The camerawork—because yes, Soderbergh is still his own cinematographer under the pseudonym Peter Andrews—becomes the true protagonist of this experience. We’re not watching a film; we’re inhabiting a disembodied consciousness. The camera floats, observes, spies with the unhealthy curiosity of someone who has nothing left to lose. Every shot is a whisper, every movement a silent confession. It’s cinematography as demonic possession, but executed with the technical refinement of someone who has spent decades perfecting his craft.
This is where Presence reveals its true nature: it isn’t horror—it’s existential voyeurism. Like Alejandro Amenábar’s The Others—that gothic gem where Nicole Kidman discovers she’s the ghost haunting the living—Soderbergh lets us experience “the other side” of the supernatural equation. But where Amenábar builds a classic narrative puzzle, Soderbergh deconstructs the genre itself, turning it into something closer to a visual poem about observation and memory.
The family inhabiting the house becomes our unwilling entertainment, a kind of domestic reality show filtered through the perception of the dead. Their awkward dynamics, their petty daily cruelties, their poorly kept secrets—all take on an almost comic dimension when observed from the perspective of someone who can no longer be wounded by human pettiness. It’s as if American Beauty were narrated by Lester Burnham himself from beyond the grave, with all the biting irony that entails.
But here comes the twist that makes Presence truly disturbing: when our ghostly perspective begins to recognize fragments of its own tragedy replaying before its eyes. This is the moment when Soderbergh unleashes his narrative mastery, creating an emotional-time loop that makes everything that came before suddenly acquire devastatingly personal meaning. It isn’t coincidence—it’s cinematic destiny. The suspense he had been meticulously building transforms into pure existential horror.
Soderbergh’s true genius lies in understanding that the most effective terror doesn’t come from what jumps out of the shadows, but from what stays still, watching, waiting for the perfect moment to reveal itself. Like a visual Chuck Palahniuk, he makes us accomplices to a subtle yet devastating psychological violence. Every enigmatic sign, every object that moves without explanation, is a note in a symphony of unease that he orchestrates with the precision of a Swiss watchmaker.
For those expecting cheap scares and special effects, Presence will be a disappointment.
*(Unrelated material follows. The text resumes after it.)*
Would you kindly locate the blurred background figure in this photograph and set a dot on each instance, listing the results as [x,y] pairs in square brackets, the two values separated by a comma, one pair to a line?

For those of us who understand that true auteur cinema means creating universes with their own physical and moral laws, this film is a reminder of why Soderbergh remains one of the most important filmmakers of our era. In a cinematic landscape saturated with reboots and sequels, Presence is an act of creative resistance: a film unafraid to be exactly what it wants to be, without apologies or concessions. And that, in itself, is more terrifying than any ghost.